久留米の秋風が心地よい季節になると、私は番組欄をいつもより長めに眺めて、予想を組み立てる時間を楽しんでいます。今日は競輪の予想の仕方を初心者向けに体系化して、3つの軸で組み立てる方法をお伝えします。観戦8年で見えてきたのは、予想の組み立て方には型があり、その型に沿えば誰でも一定の精度に辿り着けるということです。

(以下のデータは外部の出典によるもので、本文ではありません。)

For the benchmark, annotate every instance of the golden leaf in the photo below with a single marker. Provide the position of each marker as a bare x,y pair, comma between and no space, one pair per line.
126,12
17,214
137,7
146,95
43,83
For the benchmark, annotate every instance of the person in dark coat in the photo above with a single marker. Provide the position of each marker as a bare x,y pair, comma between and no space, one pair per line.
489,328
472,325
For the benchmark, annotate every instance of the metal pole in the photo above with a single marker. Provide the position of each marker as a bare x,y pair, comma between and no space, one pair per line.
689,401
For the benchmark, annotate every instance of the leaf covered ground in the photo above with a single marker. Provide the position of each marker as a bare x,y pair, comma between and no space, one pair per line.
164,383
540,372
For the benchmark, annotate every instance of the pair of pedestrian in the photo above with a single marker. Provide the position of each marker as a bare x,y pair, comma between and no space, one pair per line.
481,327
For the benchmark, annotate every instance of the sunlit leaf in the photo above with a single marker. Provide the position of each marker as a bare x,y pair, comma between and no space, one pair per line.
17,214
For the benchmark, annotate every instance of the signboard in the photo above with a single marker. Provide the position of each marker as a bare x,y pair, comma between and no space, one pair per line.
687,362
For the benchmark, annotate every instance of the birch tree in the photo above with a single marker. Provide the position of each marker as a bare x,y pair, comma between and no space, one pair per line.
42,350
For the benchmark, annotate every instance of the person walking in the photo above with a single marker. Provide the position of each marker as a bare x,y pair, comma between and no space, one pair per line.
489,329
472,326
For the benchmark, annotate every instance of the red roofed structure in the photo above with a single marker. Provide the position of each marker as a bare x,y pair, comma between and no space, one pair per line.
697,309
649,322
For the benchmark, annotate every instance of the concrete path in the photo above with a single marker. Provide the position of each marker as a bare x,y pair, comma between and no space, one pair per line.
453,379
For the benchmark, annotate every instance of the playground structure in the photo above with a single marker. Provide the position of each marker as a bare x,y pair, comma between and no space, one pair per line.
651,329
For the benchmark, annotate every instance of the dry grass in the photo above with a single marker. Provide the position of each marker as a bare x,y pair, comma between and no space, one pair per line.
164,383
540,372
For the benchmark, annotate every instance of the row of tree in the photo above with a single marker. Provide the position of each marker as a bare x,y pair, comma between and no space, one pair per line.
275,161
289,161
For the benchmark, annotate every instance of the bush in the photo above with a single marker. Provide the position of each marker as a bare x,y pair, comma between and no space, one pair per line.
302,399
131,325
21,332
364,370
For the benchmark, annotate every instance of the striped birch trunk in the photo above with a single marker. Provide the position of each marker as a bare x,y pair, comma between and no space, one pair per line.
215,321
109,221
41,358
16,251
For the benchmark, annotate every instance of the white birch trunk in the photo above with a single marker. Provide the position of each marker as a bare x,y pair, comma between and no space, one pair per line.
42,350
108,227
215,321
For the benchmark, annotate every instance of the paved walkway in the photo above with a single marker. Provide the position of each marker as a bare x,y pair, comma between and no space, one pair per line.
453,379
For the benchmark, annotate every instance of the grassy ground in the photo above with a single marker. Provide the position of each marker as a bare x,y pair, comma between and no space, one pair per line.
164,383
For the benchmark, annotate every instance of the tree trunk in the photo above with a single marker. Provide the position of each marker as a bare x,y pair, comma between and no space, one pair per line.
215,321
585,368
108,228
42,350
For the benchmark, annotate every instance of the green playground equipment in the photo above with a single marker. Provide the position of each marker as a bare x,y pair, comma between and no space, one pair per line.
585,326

予想は「軸を決める→相手を選ぶ→点数を決める」の3ステップで完成します。多くの初心者の方は「軸を決める」段階でつまずきがちですが、この段階を3つの観点に分解すれば、判断の道筋が見えてきます。今日はその3つの観点(競走得点・ライン構成・バンク特性)をひとつずつ深掘りしていきます。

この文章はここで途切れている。